Bush Administration proposals to allow participation by faith-based organizations in federally funded social service programs have touched off considerable controversy. To date, however, there has been little public discussion and no published literature about the involvement of these organizations in the largest intergovernmental social service program the American federal system operates: Medicaid. This program accounted for over $260 billion in federal, state and local spending in FY 2003 for a wide range of services to over 40 million enrollees. The program supports health care, long term care, mental health, prescription drugs, and a variety of other residential and non-residential services for a wide range of client groups ranging from low income women and children to the low income elderly and those who are disabled. 

There are several reasons for interest in Medicaid as a potential funding source for religious organizations.
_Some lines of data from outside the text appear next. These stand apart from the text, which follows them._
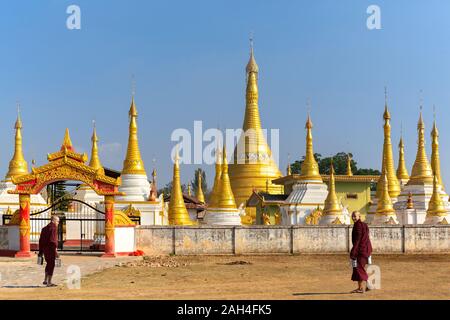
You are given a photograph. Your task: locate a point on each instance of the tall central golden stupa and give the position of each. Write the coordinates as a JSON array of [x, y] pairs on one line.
[[253, 166]]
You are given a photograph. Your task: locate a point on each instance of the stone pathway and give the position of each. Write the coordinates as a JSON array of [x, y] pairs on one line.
[[26, 273]]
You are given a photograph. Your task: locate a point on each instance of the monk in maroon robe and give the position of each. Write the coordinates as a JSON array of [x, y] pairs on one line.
[[48, 244], [361, 251]]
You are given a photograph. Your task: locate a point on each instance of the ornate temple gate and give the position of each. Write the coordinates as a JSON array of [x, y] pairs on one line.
[[81, 226], [64, 165]]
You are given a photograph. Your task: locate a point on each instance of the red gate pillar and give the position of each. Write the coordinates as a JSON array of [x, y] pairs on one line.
[[24, 226], [109, 227]]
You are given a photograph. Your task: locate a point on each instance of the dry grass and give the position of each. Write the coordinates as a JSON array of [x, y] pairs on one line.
[[256, 277]]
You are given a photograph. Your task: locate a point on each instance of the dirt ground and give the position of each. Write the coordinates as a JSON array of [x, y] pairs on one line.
[[254, 277]]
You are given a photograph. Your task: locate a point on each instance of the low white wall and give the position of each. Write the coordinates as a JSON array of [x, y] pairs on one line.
[[124, 239], [198, 240]]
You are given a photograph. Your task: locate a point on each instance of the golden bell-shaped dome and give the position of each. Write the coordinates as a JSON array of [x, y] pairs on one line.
[[252, 163], [133, 163], [226, 197], [331, 206], [178, 214], [310, 167], [402, 172], [384, 206], [421, 172], [388, 159], [199, 192], [95, 159]]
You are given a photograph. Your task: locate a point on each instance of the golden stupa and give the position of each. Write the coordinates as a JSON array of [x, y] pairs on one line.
[[402, 172], [436, 206], [95, 159], [178, 214], [388, 159], [199, 192], [17, 165], [421, 172], [331, 205], [253, 166]]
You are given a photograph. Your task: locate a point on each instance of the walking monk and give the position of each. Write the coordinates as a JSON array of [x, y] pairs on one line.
[[361, 251], [48, 243]]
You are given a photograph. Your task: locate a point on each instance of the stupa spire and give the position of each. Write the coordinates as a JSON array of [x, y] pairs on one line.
[[95, 159], [435, 159], [421, 172], [226, 197], [309, 167], [133, 163], [178, 214], [331, 205], [387, 157], [199, 192], [402, 172], [436, 206], [17, 165]]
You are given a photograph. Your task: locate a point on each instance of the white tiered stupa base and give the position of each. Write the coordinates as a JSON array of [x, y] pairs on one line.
[[222, 217], [305, 197]]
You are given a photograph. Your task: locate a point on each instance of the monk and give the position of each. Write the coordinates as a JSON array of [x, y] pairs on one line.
[[48, 244], [361, 251]]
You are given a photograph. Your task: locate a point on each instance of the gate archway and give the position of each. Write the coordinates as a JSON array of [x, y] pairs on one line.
[[64, 165]]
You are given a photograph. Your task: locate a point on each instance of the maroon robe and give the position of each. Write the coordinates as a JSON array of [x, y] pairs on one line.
[[48, 242], [361, 251]]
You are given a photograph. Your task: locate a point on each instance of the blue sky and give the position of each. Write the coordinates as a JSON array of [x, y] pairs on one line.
[[188, 58]]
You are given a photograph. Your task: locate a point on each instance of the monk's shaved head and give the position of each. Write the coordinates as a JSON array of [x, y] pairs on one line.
[[356, 215]]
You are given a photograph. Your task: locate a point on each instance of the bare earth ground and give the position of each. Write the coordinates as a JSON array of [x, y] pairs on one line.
[[253, 277]]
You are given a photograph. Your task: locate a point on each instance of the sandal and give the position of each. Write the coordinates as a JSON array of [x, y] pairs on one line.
[[357, 291]]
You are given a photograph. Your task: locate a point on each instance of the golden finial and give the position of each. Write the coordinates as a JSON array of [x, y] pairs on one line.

First, it is large and growing relatively rapidly--roughly 45 percent since 1999--while funding for other programs advanced as sources of support for these organizations are growing at much slower rates and Medicaid has been relatively unaffected by recent state budget difficulties, while funding for other social programs has been reduced or grown only slowly, if at all. Second, Medicaid is a major source of financial support for mental health and substance abuse programs, service areas where spirituality has received attention as a therapeutic method. While systematic evidence is scarce, one estimate placed annual Medicaid spending for mental health and substance abuse in 1997 at roughly $29 billion; more than 10 times the amount spent annually under the substance abuse and mental health block grant which has been included in the Administration's faith based initiative.